Interditada há mais de oito meses para reforma do telhado, a Escola Municipal Papa João Paulo II, localizada no bairro Santa Maria, zona Norte de Aracaju, foi vistoriada na manhã de ontem pelos promotores de justiça Luís Fausto Valois e Cláudio Roberto Alfredo de Sousa. O objetivo da fiscalização era averiguar como está o andamento da reforma que foi exigida pelo Ministério Público Estadual. Durante a avaliação, os promotores tiveram conhecimento que até o exato momento, apenas 20% do serviço foi realizado pela Prefeitura de Aracaju.

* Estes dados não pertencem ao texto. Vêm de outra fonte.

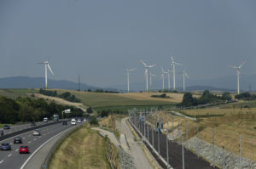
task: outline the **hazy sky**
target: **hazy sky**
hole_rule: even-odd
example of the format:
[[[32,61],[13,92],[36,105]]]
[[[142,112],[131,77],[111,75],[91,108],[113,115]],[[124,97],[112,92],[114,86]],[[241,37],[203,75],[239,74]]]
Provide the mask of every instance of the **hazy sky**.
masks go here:
[[[44,76],[99,87],[143,82],[139,59],[191,78],[256,74],[255,0],[0,0],[0,77]],[[178,70],[182,70],[179,68]],[[178,70],[177,70],[178,71]]]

Insatisfeito com o ritmo da obra, Fausto Valois disse estar preocupado com a situação, e que para exigir mais comprometimento por parte da administração municipal, uma nova audiência pública foi agendada para a próxima sexta-feira, 01. "Estou triste com o que vejo, principalmente por se tratar de uma escola grande e que vinha proporcionando um ensino de qualidade. No ano passado decidimos interditar a escola para evitar uma fatalidade com a queda do telhado, mas percebe-se que pouco foi feito até o momento", afirmou.

Devido ao amplo tempo registrado desde a interdição da escola, o promotor alegou que esperava presenciar uma realidade mais satisfatória. Para Valois, a prefeitura deve voltar as atenções para a instituição com o objetivo de proporcionar uma educação mais qualificada. Ao todo, 65 crianças estão estudando em um galpão, também instalado no Bairro Santa Maria. "Não podemos permitir que esse problema continue conturbando a vida desses jovens estudantes. Uma questão tão simples de se resolver, mas que permanece tirando o sossego dos pais ou responsáveis", concluiu.

Reunião – Durante a vistoria promovida pelo MPE, um grupo formado por 20 pais foi até a escola na esperança de conversar com os promotores. Visivelmente preocupada, a representante da comunidade, Andreza Pereira dos Santos, disse que os pais não mais aguentam os transtornos enfrentados diariamente.

"É difícil para todos nós, essa mudança só nos trouxe trabalho e preocupação. Hoje foi ainda pior com essa chuva. Como temos que esperar a chegada de todos os estudantes para pegar o transporte, muitos pais, inclusive eu, para proteger nossos filhos acabamos tomando banho de chuva", alegou.